Het is een bekend gezegde in Nederland: “Wordt alleen ten zuiden van de lijn Utrecht-Arnhem naar een ander geluisterd?” Dit spreekwoord verwijst naar de vermeende dominantie van de Randstad in het nationale beleids- en besluitvormingsproces, waarbij de belangen en stemmen van de regio’s ten zuiden van deze denkbeeldige lijn vaak worden genegeerd.
De vraag die dit spreekwoord oproept, is of de besluitvormers en beleidsmakers in Nederland wel voldoende luisteren naar de behoeften en wensen van de regio’s buiten de Randstad.
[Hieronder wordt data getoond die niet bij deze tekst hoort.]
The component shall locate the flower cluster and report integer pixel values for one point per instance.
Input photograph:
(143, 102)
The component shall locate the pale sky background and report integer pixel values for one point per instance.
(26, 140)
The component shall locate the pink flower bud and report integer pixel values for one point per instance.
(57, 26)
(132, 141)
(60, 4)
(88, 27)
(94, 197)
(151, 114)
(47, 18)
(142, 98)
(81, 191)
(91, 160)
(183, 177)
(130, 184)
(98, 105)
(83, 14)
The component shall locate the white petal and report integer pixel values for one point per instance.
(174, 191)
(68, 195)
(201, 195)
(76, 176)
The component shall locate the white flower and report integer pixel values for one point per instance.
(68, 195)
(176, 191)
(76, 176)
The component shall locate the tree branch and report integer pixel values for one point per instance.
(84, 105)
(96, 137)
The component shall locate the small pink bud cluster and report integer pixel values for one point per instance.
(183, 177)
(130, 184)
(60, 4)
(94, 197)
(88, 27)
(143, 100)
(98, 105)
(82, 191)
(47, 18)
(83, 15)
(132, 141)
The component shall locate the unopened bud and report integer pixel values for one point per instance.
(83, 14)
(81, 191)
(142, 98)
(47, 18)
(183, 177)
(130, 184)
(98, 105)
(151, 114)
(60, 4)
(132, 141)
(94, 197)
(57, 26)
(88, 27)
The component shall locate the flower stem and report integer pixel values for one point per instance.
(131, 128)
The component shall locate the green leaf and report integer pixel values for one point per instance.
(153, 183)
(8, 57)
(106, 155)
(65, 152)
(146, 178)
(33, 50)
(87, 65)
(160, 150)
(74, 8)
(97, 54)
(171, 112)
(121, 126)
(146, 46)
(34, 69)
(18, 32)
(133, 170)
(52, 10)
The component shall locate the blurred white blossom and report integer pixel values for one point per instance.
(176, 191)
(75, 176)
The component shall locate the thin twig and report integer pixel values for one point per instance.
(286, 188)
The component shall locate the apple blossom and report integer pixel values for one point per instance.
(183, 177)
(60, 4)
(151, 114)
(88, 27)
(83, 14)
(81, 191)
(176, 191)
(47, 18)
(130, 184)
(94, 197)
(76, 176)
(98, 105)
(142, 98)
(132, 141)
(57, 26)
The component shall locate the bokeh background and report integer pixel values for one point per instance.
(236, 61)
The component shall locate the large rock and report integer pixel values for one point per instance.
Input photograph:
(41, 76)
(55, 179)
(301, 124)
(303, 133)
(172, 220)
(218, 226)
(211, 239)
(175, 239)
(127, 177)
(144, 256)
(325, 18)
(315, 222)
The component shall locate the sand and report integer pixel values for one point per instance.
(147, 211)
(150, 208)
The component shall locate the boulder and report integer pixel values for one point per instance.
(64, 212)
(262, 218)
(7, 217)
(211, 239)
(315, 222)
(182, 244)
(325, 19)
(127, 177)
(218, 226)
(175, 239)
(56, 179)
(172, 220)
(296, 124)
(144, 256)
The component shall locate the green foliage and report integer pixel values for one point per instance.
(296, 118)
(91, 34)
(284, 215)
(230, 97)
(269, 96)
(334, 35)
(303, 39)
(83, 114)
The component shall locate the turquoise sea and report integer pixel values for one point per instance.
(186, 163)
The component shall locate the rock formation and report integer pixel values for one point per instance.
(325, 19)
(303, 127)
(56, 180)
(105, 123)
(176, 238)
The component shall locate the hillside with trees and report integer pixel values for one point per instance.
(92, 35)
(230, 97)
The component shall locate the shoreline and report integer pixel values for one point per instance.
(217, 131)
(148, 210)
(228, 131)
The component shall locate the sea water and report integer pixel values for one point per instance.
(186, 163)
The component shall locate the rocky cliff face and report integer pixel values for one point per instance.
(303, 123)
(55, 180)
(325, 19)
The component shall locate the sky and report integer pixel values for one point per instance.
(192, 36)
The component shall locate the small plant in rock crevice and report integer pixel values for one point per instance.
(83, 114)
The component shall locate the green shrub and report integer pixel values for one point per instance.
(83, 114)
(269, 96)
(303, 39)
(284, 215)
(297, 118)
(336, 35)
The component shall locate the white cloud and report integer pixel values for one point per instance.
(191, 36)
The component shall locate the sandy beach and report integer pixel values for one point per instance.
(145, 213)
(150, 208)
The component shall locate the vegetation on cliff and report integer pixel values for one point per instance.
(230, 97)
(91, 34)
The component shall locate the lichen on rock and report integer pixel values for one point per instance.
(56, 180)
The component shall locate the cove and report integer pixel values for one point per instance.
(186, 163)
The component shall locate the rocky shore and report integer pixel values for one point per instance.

Het is een vraag die al lange tijd onderwerp van debat is in Nederland en die vooral in de afgelopen jaren steeds meer aandacht heeft gekregen.
De regio’s ten zuiden van de lijn Utrecht-Arnhem, zoals Limburg, Brabant en Gelderland, hebben vaak het gevoel dat zij niet voldoende worden gehoord in Den Haag en dat beleidsbeslissingen voornamelijk worden genomen met het oog op de Randstad. Dit heeft geleid tot een gevoel van onvrede en frustratie onder de bewoners van deze regio’s, die vinden dat hun belangen en behoeften niet voldoende worden vertegenwoordigd in het landelijke beleid.
Er zijn dan ook steeds meer geluiden die pleiten voor meer aandacht en waardering voor de regio’s buiten de Randstad. Er wordt gepleit voor een meer evenwichtige verdeling van middelen en investeringen over het hele land, zodat ook de regio’s ten zuiden van de lijn Utrecht-Arnhem kunnen profiteren van economische groei en ontwikkeling.
Het is duidelijk dat er nog veel werk aan de winkel is om de kloof tussen de Randstad en de rest van Nederland te overbruggen. Het is belangrijk dat alle regio’s in Nederland zich gehoord en vertegenwoordigd voelen in het beleids- en besluitvormingsproces, zodat er een evenwichtige en rechtvaardige verdeling van middelen en investeringen kan plaatsvinden.
Kortom, het spreekwoord “Wordt alleen ten zuiden van de lijn Utrecht-Arnhem naar een ander geluisterd?” roept een belangrijke vraag op over de verdeling van macht en invloed in Nederland. Het is aan beleidsmakers en besluitvormers om ervoor te zorgen dat alle regio’s in Nederland een eerlijke kans krijgen om hun stem te laten horen en dat er een beleid wordt gevoerd dat recht doet aan de diversiteit en belangen van het hele land.